One of the biggest mysteries that has baffled scientists and astronomers for years is signs for life beyond Earth. Europa, one of Jupiter's many moons, has widely been considered to harbor alien life due to its warm, saltwater ocean underneath a thick icy crust, and there's new evidence supporting the claim.

After reanalyzing data collected by NASA's Galileo spacecraft more than two decades ago, scientists have discovered water plumes shooting into space as high as 100 miles off Europa's surface. If the plumes are confirmed to be from Europa's ocean, it could simplify the process to sample the moon without having to dig through 15 miles of ice. A spacecraft flying past the spray could collect the contents for testing.

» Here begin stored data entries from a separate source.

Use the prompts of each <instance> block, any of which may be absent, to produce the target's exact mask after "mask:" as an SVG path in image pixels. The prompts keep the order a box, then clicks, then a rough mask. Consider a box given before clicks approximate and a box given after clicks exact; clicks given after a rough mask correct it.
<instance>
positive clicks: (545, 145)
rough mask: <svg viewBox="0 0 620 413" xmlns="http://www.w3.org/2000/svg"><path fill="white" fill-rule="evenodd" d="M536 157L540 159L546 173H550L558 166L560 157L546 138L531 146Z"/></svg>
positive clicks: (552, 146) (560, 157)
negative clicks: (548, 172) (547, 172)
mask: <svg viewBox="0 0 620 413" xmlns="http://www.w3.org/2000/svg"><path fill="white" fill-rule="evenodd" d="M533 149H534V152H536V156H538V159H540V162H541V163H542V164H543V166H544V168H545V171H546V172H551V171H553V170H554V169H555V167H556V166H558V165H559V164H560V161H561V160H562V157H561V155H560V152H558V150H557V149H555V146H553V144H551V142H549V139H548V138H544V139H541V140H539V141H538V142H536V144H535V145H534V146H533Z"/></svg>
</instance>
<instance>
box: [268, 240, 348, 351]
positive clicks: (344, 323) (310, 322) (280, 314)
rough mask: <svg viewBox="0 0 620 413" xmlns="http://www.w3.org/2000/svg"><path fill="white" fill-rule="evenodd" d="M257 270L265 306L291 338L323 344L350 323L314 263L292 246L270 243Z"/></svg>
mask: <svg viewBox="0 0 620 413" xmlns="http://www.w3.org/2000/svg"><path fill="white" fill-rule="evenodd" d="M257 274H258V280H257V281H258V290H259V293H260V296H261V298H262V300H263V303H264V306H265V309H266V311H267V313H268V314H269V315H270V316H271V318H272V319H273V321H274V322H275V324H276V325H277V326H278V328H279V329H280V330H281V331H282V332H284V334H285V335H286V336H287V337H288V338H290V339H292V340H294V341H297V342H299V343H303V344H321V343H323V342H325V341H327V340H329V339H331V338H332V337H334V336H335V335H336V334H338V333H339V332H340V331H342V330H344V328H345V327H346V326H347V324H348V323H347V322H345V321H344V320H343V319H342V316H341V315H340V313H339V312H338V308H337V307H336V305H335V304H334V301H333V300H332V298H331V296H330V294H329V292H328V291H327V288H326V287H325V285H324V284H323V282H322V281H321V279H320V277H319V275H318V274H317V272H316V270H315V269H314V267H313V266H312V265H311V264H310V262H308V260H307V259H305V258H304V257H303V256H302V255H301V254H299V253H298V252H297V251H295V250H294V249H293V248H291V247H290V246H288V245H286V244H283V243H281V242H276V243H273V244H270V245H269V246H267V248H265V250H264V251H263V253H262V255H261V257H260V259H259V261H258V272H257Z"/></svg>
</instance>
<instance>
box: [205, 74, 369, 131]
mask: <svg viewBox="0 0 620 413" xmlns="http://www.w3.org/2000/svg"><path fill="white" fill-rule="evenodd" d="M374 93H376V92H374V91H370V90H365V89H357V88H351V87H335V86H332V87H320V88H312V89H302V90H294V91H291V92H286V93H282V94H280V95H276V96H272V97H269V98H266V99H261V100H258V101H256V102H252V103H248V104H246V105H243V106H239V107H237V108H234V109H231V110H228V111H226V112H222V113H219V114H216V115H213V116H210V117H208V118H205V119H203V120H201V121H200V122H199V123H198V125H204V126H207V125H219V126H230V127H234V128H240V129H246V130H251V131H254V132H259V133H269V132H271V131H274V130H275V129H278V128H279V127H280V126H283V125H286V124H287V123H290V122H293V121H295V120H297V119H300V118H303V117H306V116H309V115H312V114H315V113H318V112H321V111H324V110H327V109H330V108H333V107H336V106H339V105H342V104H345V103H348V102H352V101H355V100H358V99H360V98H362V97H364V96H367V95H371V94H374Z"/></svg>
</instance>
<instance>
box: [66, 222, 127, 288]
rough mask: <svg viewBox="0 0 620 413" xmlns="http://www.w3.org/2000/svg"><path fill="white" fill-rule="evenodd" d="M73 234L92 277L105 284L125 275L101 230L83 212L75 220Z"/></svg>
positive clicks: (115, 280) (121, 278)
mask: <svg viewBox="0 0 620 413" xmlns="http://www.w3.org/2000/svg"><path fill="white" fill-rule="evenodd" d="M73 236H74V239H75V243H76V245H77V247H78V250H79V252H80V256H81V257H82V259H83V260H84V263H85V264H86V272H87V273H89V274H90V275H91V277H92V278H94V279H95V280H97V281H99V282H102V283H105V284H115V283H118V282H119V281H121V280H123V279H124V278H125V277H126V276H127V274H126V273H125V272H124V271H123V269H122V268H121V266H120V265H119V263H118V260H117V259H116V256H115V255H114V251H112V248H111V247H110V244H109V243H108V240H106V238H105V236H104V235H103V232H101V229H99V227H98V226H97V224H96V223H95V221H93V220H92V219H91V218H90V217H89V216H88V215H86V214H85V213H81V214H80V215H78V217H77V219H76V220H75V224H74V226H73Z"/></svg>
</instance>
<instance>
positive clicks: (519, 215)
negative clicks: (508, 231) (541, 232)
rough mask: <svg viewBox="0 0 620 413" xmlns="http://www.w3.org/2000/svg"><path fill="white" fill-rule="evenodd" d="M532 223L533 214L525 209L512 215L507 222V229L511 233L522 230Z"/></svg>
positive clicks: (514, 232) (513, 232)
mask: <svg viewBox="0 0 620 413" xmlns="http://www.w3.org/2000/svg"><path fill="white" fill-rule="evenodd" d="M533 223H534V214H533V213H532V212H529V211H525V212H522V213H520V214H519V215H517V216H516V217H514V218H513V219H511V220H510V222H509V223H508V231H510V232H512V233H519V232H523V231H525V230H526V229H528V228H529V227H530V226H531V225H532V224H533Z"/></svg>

"We know that Europa has a lot of the ingredients necessary for life, certainly for life as we know it. There's water. There's energy. There's some amount of carbon material. But the habitability of Europa is one of the big questions that we want to understand," planetary scientist Elizabeth Turtle of Johns Hopkins University Applied Physics Laboratory, said in a statement.

Artist's illustration of Jupiter and Europa (in the foreground) with the Galileo spacecraft
Artist's illustration of Jupiter and Europa (in the foreground) with the Galileo spacecraftNASA

The data, that has been available since 1997, was put through modern and advanced computer models to understand the pile of data gathered by Galileo. There was a fair amount of suspicion of plumes from Europa's surface, but there was no hard evidence to back it up.

That was until Xianzhe Jia, a planetary scientist at the University of Michigan, studied the ancient data and found that plumes did exist based on the unexplained fluctuations in magnetic waves on the moon's surface. Adding more credibility to the latest findings, data from Hubble suggested dimensions of potential plumes, which matched to the data gathered by Galileo.

The latest findings are great news for future space exploration missions, especially for the Europa Clipper mission and the European Space Agency's Jupiter Icy Moons Explorer (JUICE), which are expected in the mid-2020s. The Clipper can maintain a low-altitude over the moon's surface and gather a sample of the frozen liquid and dust particles from the plumes.

"There now seem to be too many lines of evidence to dismiss plumes at Europa. This result makes the plumes seem to be much more real and, for me, is a tipping point. These are no longer uncertain blips on a faraway image," Robert Pappalardo, Europa Clipper project scientist at NASA's Jet Propulsion Laboratory (JPL) in Pasadena, California.

The research was published in the Journal Nature Astronomy on Monday, May 14. The question of whether there is life on Europa, despite harboring favorable conditions, remains unanswered, but not for too long we suppose.